It may therefore be more appropriate to limit the degree of deviation from the benchmark portfolio using an overall risk measure. This may be done by setting limits for acceptable variations in the return on actual investments and the benchmark portfolio. One measure of risk which is often used in this context is relative volatility, defined as the standard deviation of the differential between the return on actual investments and the return on the benchmark portfolio.1 In simplified terms, if permitted deviations from the benchmark portfolio are limited by setting an upper limit for relative volatility, it is possible to say that the actual return will vary within the range set for the return on the benchmark portfolio. The lower the limit for relative volatility is, the narrower the range will be.

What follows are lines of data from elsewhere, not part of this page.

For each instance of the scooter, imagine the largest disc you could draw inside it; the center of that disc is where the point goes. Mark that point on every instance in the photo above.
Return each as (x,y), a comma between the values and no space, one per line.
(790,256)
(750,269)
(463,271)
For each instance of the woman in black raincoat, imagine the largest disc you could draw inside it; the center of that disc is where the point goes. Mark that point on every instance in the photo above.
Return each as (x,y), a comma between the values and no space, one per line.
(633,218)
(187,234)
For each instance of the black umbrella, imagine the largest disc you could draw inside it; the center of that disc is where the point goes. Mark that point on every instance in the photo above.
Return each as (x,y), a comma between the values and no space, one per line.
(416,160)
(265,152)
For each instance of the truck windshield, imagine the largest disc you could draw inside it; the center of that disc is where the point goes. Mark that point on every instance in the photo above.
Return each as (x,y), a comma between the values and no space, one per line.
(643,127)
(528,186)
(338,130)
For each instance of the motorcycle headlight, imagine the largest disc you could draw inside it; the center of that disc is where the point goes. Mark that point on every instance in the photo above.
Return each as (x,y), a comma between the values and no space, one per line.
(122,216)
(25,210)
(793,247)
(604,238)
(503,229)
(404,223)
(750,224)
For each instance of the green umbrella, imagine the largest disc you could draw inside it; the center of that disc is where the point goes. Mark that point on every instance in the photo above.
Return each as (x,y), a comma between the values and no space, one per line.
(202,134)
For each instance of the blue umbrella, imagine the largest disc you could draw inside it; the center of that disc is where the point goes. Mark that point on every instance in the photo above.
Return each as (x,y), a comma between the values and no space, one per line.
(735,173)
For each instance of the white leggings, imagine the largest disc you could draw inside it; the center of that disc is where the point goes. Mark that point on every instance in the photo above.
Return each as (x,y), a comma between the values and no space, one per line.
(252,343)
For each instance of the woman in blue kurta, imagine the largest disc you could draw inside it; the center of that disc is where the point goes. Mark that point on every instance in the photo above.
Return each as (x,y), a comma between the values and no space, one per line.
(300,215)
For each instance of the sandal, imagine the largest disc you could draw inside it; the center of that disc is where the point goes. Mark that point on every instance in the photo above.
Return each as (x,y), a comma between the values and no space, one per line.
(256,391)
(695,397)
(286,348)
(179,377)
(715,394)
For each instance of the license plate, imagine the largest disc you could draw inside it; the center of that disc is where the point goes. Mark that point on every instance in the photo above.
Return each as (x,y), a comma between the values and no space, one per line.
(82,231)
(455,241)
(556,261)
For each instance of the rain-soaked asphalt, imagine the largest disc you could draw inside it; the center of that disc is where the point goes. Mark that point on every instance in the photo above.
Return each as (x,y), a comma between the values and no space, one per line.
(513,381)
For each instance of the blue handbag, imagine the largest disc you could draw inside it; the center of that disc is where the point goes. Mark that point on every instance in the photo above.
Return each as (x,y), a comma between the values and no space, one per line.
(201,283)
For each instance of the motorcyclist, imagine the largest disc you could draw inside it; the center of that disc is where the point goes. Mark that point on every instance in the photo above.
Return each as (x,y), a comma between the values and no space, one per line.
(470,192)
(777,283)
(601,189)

1 Standard deviation is a measure of spread which shows how much a time series varies around its average.
An estimate of relative volatility is required for operational management which shows the extent of expected differences in the return between actual investments and the benchmark portfolio. This estimate depends on two factors. The first is actual variations between the investment portfolio and the benchmark portfolio. The estimate for relative volatility increases if deviations from the benchmark portfolio increase, whereas the estimate will be zero if there are no variations. The second factor which influences the estimate of relative volatility is volatility of the return in each market and the correlation between returns in the different markets. Both the volatility and the correlation can be calculated using historical data. If it is assumed that the historical volatility and correlation will also apply in the future, relative volatility can be used to indicate the degree to which the return on the actual portfolio may be expected to vary from the return on the overall benchmark portfolio.
An example may help to illustrate how deviations from the benchmark portfolio may be managed using relative volatility. Based on a completely defined benchmark portfolio, the principal sets the upper limit for relative volatility at 1 per cent. Such a limit for relative volatility provides the manager with some room for manoeuvre in operational management. The manager may choose how this is used. The limit for relative volatility will, however, entail that permitted deviations from the benchmark portfolio will be small in the most volatile markets, whereas in markets with little fluctuation the possibility of deviation is greater. It is assumed that the manager chooses to construct a portfolio where the expected return is 0.5 per cent (randomly chosen) higher than the benchmark portfolio and a relative volatility of 1 per cent. In this case, the manager has chosen to utilise the limit for relative volatility to the full, which does not necessarily need to be the case. Given certain underlying assumptions regarding the statistical properties of returns, the realised differential in the return between the benchmark portfolio and the actual portfolio may, with a probability of 95 per cent, prove to be between -1.5 per cent and 2.5 per cent.2 If the return on the benchmark portfolio is 10 per cent, the return on the actual portfolio can be expected to be in the range 8.5 to 12.5 per cent. This illustrates how a maximum limit for relative volatility may constrain the manager’s scope for deviating from the benchmark portfolio, as the return on the actual portfolio is not permitted to vary excessively in relation to the return on the benchmark portfolio.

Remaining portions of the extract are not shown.